Официант улыбнулся и пошел выполнять заказ.

Выпив еще рюмку, Жилин почувствовал, что на душе у него становится так же уютно, как в этом баре. «Все-таки любопытно устроена жизнь», – подумал он, поглядывая на веселых молодых посетителей, о чем-то оживленно беседующих друг с другом. – «Сам того не желая, спас от смерти Старцева, а он так никогда и не узнает об этом. Наверное, до сих пор ненавидит меня, хотя прошло уже не десять лет, а десять жизней».

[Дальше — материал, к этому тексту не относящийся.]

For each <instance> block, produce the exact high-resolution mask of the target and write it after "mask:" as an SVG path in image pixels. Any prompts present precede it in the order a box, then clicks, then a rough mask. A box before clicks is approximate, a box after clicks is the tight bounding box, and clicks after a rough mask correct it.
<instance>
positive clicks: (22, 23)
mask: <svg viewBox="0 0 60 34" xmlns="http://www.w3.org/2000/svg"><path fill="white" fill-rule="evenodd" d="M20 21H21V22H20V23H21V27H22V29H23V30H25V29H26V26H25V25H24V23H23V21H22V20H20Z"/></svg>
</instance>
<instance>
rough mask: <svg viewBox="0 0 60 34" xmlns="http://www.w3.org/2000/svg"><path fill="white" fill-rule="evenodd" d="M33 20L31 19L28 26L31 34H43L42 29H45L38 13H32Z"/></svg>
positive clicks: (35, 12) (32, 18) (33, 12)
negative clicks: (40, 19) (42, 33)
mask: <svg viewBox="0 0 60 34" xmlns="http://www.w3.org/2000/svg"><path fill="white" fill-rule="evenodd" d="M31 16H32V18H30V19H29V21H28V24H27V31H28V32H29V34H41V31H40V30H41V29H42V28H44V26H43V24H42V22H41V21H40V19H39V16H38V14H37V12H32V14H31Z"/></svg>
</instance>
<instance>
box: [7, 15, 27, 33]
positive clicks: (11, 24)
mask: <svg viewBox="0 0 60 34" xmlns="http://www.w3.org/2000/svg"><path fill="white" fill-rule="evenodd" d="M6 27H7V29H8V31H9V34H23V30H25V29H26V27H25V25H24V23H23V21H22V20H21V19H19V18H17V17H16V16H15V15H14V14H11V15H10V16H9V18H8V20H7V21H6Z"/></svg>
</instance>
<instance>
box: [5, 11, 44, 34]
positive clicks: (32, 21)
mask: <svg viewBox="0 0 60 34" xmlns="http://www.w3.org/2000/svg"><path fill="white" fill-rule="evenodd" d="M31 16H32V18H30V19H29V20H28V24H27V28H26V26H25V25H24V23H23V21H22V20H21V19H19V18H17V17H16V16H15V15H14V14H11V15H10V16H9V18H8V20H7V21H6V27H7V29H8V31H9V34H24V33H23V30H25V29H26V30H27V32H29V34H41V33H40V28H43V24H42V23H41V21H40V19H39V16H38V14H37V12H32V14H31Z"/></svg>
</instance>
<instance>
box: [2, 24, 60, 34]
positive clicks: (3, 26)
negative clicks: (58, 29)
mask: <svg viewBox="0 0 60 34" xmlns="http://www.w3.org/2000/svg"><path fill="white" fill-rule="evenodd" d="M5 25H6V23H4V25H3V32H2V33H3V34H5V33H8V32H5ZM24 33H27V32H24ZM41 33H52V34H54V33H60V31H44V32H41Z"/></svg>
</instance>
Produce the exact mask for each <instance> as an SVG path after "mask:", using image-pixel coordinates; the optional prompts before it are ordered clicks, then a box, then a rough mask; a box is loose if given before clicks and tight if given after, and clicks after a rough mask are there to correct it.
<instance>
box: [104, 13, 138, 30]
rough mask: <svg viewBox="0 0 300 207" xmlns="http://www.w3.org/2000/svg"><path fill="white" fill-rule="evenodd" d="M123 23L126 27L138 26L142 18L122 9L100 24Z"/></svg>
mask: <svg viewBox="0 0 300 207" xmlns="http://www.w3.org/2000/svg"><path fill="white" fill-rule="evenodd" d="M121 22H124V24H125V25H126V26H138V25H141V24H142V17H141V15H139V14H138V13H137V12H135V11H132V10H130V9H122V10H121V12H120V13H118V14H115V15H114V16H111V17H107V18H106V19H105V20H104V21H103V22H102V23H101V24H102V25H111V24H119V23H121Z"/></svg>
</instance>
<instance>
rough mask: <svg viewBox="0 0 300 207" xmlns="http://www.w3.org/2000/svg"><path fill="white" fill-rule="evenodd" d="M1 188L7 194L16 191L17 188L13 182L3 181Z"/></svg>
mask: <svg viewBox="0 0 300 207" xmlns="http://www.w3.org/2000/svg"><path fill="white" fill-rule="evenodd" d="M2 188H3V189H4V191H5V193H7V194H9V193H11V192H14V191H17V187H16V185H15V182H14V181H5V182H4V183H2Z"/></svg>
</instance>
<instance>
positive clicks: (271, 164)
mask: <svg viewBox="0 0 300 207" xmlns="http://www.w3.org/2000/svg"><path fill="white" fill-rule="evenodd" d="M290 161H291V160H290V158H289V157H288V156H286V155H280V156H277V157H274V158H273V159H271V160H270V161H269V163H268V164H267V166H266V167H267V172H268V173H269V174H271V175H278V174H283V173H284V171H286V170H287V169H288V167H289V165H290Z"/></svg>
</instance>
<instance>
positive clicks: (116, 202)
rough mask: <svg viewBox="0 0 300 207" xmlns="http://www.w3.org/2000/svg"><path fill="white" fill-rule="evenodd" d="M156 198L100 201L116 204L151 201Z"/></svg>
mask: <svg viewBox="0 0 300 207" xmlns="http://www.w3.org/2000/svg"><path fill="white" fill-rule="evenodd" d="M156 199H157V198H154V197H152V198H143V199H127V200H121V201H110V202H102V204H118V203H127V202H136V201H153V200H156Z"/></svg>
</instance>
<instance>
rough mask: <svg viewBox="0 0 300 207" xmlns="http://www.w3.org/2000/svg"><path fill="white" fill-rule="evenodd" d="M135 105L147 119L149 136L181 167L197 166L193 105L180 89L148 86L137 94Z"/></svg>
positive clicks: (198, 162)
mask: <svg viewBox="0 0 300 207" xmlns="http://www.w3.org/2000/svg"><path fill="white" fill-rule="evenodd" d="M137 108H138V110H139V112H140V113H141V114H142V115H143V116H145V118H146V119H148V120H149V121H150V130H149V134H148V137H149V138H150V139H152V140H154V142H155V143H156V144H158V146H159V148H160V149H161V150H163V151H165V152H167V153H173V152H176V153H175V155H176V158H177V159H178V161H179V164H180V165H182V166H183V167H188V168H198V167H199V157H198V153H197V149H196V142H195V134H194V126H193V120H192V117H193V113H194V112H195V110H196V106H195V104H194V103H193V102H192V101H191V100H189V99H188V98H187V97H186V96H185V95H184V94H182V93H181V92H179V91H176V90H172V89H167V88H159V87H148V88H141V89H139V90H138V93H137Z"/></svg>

В бар вошел еще один посетитель, и Жилин на мгновение испытал точно такое же чувство, что было в церкви. Одно мгновение – и все прошло. Посетителем оказался Старцев. «Что же это такое?» – подумал Жилин. – «Как будто преследует меня. Или уж какая-то высшая сила сталкивает нас лицом к лицу?»

Впрочем, теперь Жилин как будто бы сам желал этой встречи; десять прожитых жизней и триста граммов коньяка усадили его сердце в глубокую лунку спокойствия. С улыбкой провидца он ждал, когда Старцев закажет коньяк, – он почему-то был в этом уверен, – и сядет именно за его столик, хотя кругом было полно свободных мест.

Старцев действительно взял коньяк и, осмотрев зал, направился в дальний темный угол к столику, за которым его уже ждал Жилин.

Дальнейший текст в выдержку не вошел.